The latest hang got caught in a pin-oak tree. Soooo many branches. I think a throw-bag would have been useless in that situation. And no ladder in the woods. It's a remote property that we don't live on, about 9 miles from home. I thought about it, though. Getting a rope or cable up there and using a comealong to pull the leaner sideways out of the tree its leaning on. Maybe a couple pulleys for some mechanical advantage. I'll have to think about that. Thanks. :thumbsup: Just have to figure out how to get the rope up high enough to pull the cable up to get some leverage.
 
   / Tractors and wood! Show your pics #5,004  
We have a lot of pine trees up at my cabin that were killed due to the pine beetle. I cleared everything within an acre when the trees were still somewhat green and they were easy to drop. Now that I'm working on the trees further out, they have had a chance to dry and split length wise. Each tree is dangerous because after the notch is cut, now you have a split in the tree to contend with while doing the back cut. On every tree I put a HD ratchet strap to keep the tree from splitting while back cutting. It works fantastically and even if the tree barber chairs, the strap keeps it together.
 
   / Tractors and wood! Show your pics #5,006  
Depending on how big and how seriously hung-up a tree is, sometimes a peavey or cant hook can be used to roll/rock it enough to get it to drop. I too frequently have to drop a hanger in sections, though. In awkward locations, I've occasionally had to accordion fell trees up to 8" or so...really big ones are too scary to do that, though!
 
   / Tractors and wood! Show your pics #5,007  
Yes, I understand that. I'm all firewood for my personal use. About 90% locust, 8% sassafras, and 2% cherry.
Moss Road, how long do you let your locust dry before burning. I have heard it will take up to 4 years to be ready to burn.
 
   / Tractors and wood! Show your pics #5,008  
Depending on how big and how seriously hung-up a tree is, sometimes a peavey or cant hook can be used to roll/rock it enough to get it to drop. I too frequently have to drop a hanger in sections, though. In awkward locations, I've occasionally had to accordion fell trees up to 8" or so...really big ones are too scary to do that, though!

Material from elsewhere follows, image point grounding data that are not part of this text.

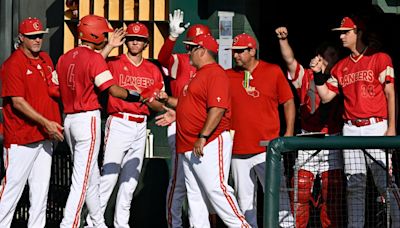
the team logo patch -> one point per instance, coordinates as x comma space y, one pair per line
36, 26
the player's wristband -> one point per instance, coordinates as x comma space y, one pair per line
133, 96
201, 136
320, 78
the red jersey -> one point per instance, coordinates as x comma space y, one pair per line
132, 77
255, 114
178, 66
209, 88
362, 81
315, 116
30, 79
80, 71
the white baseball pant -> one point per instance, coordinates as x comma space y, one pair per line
356, 172
245, 171
30, 162
206, 179
176, 192
124, 146
82, 133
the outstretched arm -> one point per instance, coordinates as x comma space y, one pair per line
286, 50
320, 78
52, 128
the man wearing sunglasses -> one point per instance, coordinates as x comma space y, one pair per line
31, 121
203, 139
257, 87
125, 133
180, 72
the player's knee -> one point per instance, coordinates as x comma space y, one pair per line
305, 182
356, 183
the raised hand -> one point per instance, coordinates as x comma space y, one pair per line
316, 64
175, 23
167, 118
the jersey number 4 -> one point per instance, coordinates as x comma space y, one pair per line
71, 77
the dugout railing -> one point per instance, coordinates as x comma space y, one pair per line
284, 145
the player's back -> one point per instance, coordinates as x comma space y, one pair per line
77, 70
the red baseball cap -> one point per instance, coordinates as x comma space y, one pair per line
137, 29
31, 26
243, 41
206, 41
346, 24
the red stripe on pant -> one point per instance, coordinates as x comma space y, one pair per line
87, 172
221, 181
172, 190
4, 181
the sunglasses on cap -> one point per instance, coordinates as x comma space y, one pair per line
240, 51
192, 48
34, 37
133, 38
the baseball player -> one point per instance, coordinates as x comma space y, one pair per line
366, 79
83, 73
180, 71
203, 140
31, 121
252, 90
316, 117
125, 133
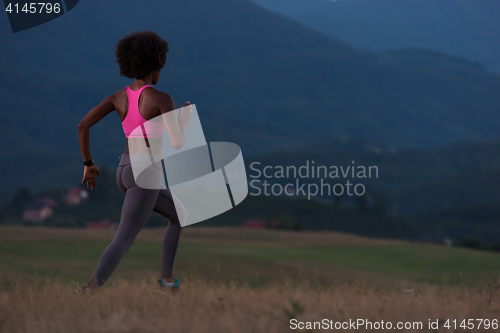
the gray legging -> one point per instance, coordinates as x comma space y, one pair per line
137, 207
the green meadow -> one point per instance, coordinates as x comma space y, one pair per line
254, 257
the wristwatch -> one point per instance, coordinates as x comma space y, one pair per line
89, 162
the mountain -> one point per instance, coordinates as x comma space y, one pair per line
258, 79
411, 181
464, 28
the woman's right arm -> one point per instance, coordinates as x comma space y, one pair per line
176, 125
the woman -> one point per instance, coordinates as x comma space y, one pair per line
141, 56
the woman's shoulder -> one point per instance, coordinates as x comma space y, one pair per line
157, 95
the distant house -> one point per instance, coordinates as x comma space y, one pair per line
74, 195
260, 224
254, 224
105, 224
37, 211
439, 239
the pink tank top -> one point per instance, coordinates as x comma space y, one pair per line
134, 124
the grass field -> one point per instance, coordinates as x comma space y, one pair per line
236, 280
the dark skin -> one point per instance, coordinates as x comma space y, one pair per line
152, 103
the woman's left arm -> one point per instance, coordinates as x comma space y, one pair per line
93, 117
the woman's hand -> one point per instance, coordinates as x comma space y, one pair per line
90, 173
184, 116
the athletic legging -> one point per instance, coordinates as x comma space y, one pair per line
137, 207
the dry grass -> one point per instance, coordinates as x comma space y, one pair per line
134, 306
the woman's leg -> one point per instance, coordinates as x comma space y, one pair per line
136, 209
165, 206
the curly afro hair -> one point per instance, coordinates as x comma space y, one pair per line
140, 54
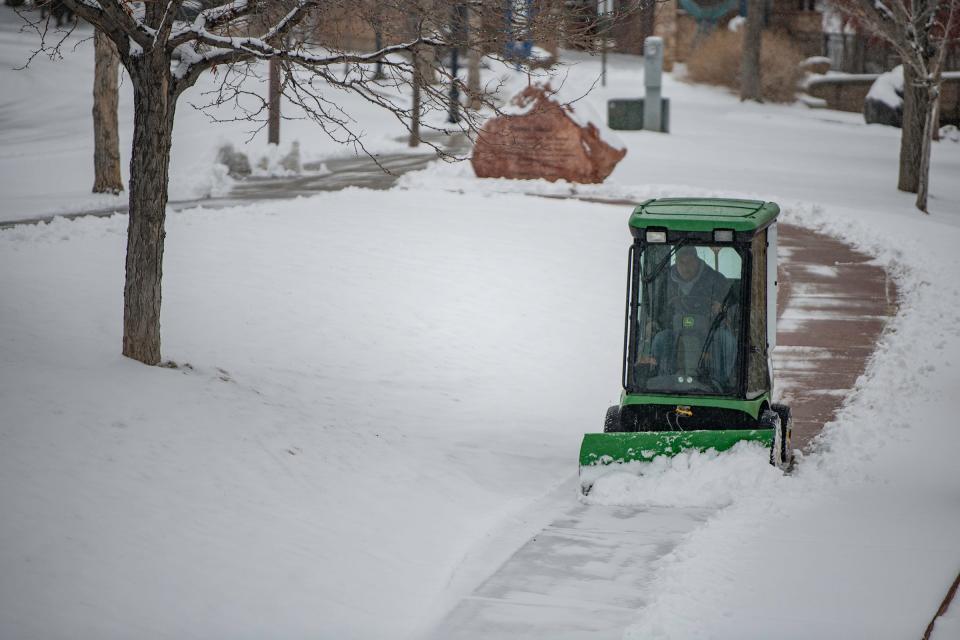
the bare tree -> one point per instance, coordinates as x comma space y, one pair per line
106, 139
750, 60
164, 55
920, 31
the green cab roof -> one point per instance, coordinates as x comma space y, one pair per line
704, 214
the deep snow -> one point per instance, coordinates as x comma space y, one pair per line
382, 388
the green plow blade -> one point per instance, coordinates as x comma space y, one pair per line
643, 446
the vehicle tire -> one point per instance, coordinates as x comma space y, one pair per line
611, 421
780, 452
786, 422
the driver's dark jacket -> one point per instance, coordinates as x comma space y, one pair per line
709, 287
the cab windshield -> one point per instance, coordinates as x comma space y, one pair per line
685, 319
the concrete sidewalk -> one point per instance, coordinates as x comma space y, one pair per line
379, 172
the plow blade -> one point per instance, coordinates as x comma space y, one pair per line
602, 452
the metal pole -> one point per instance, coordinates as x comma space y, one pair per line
454, 116
378, 44
602, 23
458, 29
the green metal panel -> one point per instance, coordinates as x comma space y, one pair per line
643, 446
704, 214
751, 407
625, 114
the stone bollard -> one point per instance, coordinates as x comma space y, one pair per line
653, 80
652, 112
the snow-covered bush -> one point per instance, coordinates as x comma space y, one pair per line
884, 101
717, 61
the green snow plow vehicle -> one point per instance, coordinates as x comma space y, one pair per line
700, 330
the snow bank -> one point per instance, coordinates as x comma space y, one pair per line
364, 402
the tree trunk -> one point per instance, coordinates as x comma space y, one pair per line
915, 106
415, 107
149, 172
273, 115
750, 59
923, 182
106, 140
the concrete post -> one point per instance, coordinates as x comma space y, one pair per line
652, 80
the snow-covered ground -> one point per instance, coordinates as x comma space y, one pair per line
378, 392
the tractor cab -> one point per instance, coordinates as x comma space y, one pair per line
700, 329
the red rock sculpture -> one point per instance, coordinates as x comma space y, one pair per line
538, 137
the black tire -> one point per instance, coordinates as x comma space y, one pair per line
781, 453
611, 421
786, 422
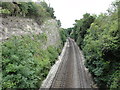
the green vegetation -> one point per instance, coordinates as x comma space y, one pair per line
24, 63
99, 38
38, 11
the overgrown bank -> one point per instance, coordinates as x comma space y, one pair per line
99, 38
28, 56
24, 63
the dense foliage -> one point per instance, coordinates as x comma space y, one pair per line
40, 11
80, 28
24, 63
99, 38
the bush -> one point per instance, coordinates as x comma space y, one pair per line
24, 63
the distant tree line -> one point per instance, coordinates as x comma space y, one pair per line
40, 11
99, 39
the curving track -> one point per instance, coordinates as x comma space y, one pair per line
71, 72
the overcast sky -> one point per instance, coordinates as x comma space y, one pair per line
67, 11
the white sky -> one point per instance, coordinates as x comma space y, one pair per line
67, 11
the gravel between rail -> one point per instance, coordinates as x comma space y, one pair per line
71, 72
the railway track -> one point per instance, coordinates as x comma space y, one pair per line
71, 72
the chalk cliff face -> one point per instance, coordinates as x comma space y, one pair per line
16, 26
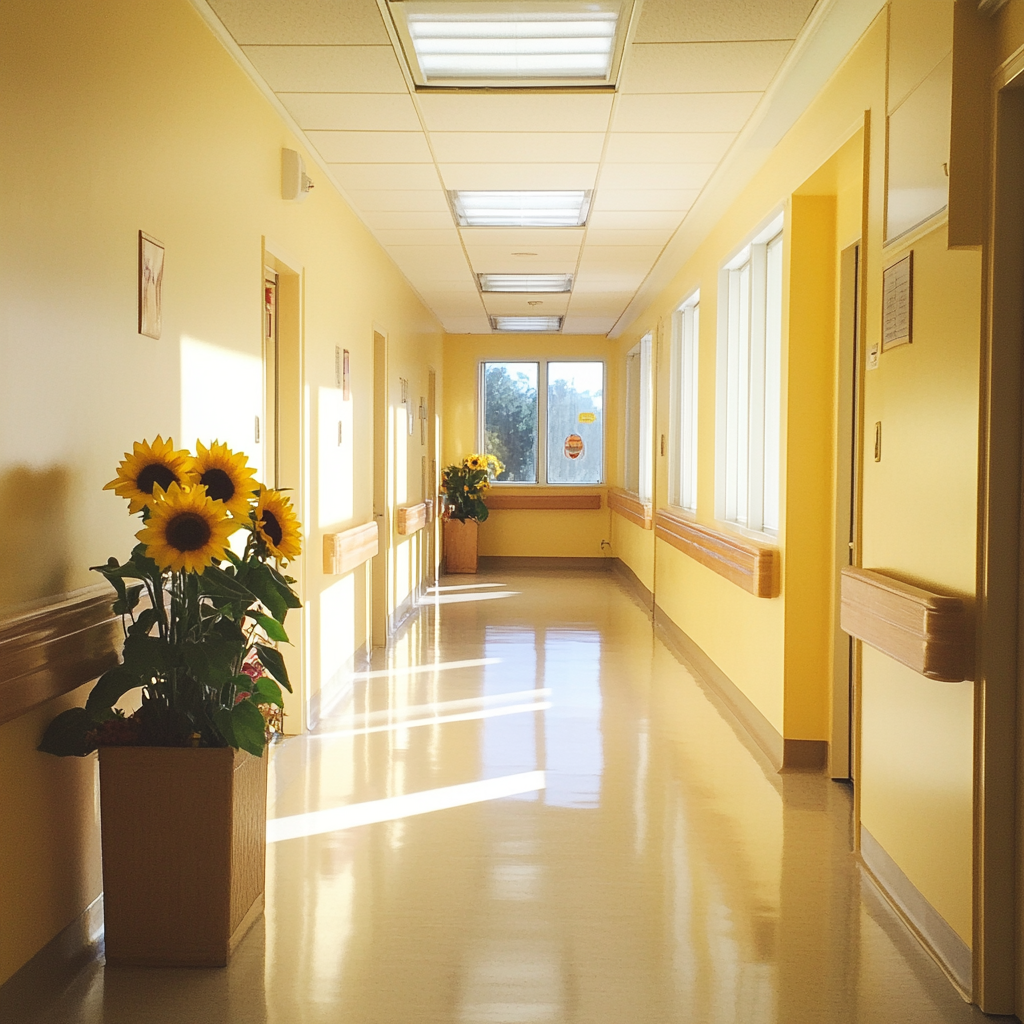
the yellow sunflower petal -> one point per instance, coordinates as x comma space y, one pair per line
226, 476
186, 530
276, 525
150, 467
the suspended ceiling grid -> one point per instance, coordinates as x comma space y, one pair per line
691, 77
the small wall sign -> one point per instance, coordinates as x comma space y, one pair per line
897, 303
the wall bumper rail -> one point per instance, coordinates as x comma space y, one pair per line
926, 631
344, 551
631, 507
750, 565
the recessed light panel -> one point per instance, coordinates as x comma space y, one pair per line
521, 283
512, 42
520, 209
527, 325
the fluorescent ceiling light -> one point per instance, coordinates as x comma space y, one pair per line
520, 209
524, 325
524, 283
512, 42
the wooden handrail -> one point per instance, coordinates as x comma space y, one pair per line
55, 649
926, 631
565, 502
344, 551
410, 518
630, 507
751, 565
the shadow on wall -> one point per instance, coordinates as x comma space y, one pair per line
34, 544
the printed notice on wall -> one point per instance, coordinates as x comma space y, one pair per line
897, 304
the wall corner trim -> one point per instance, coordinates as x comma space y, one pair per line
747, 715
938, 937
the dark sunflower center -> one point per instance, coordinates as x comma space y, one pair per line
156, 474
271, 527
219, 485
187, 531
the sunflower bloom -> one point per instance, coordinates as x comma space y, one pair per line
186, 530
276, 524
151, 467
226, 477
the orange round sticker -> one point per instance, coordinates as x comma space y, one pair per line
573, 446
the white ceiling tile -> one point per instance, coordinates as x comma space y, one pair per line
384, 219
636, 219
376, 176
686, 112
609, 200
588, 325
668, 147
466, 325
513, 176
400, 201
516, 146
655, 176
328, 69
628, 237
417, 236
698, 68
515, 112
615, 255
517, 239
351, 111
519, 305
672, 22
372, 146
302, 22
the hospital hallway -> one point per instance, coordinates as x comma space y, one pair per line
529, 810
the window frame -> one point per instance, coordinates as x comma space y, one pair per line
641, 448
743, 448
684, 404
542, 364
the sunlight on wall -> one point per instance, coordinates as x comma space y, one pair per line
208, 372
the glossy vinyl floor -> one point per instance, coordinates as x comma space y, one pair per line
528, 812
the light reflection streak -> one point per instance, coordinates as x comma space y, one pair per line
464, 586
427, 667
392, 808
390, 714
463, 598
410, 723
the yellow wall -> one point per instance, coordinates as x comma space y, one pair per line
120, 117
529, 534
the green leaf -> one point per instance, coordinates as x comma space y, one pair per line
271, 627
267, 691
66, 735
274, 665
249, 727
110, 688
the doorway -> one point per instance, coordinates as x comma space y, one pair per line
848, 454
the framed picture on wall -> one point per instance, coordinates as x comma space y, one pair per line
151, 283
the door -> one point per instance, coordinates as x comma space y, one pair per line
848, 455
382, 449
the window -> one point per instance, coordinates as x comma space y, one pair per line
750, 379
639, 425
685, 347
570, 420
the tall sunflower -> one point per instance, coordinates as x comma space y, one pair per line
186, 529
226, 476
276, 524
150, 466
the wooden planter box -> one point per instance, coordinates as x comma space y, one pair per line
460, 545
184, 852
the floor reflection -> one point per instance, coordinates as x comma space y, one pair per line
530, 812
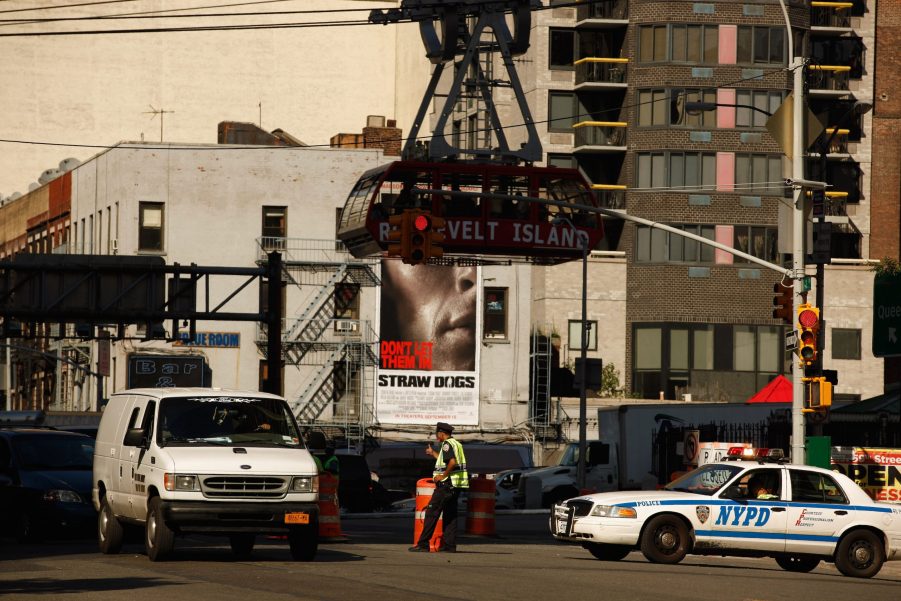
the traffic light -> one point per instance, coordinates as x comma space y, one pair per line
819, 394
399, 235
436, 235
782, 303
808, 327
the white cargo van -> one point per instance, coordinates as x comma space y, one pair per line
203, 460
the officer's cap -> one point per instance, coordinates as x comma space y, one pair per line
443, 427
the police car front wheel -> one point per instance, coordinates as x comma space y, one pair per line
665, 539
860, 554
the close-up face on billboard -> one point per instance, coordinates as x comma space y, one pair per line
428, 349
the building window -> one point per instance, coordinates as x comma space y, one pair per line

Another of the techniques we did in the GOL level 4 class. If the tree was still attached to the stump, we would cut away most of the hinge, leaving a bit on one edge of the stump. Sometimes this cut alone was enough to let the tree rotate, though often it needed a bit of encouragement - either with a peavey or with a "pole-in-a-hole" (stay clear of the pole when it finally does start swinging). That tab of remaining hinge kept the butt of the tree under control while "persuading" the tree to rotate.
 
   / Tractors and wood! Show your pics #5,009  
I cut a load of big rounds. Loading them would have been about a hundred times easier if I still had a grapple. IMG_0671.JPG
 
   / Tractors and wood! Show your pics #5,010  
Moss Road, how long do you let your locust dry before burning. I have heard it will take up to 4 years to be ready to burn.

Year one.
I girdle the locust trees with three passes around the bark. That usually kills them in a year.

Year two I drop them, limb them, drag them to the landing, stack them up like a pile of telephone poles, and as time permits, cut them into 16" lengths. Then I split them and stack them for a year.

Burn them year three.

I suppose I could just drop em, cut em and split them all in one shot, but I'd still let them dry for two years.

One thing neat about locust is you can burn in pretty green and still get pretty decent heat. But it'll soot up your chimney pretty badly.... been there, done that, bought the chimney brushes and learned my lesson. Only dry wood.

Locust is darn dense stuff. My sassafras and cherry fires tend to burn down in about 4-5 hours. The locust will go 11-12 hours.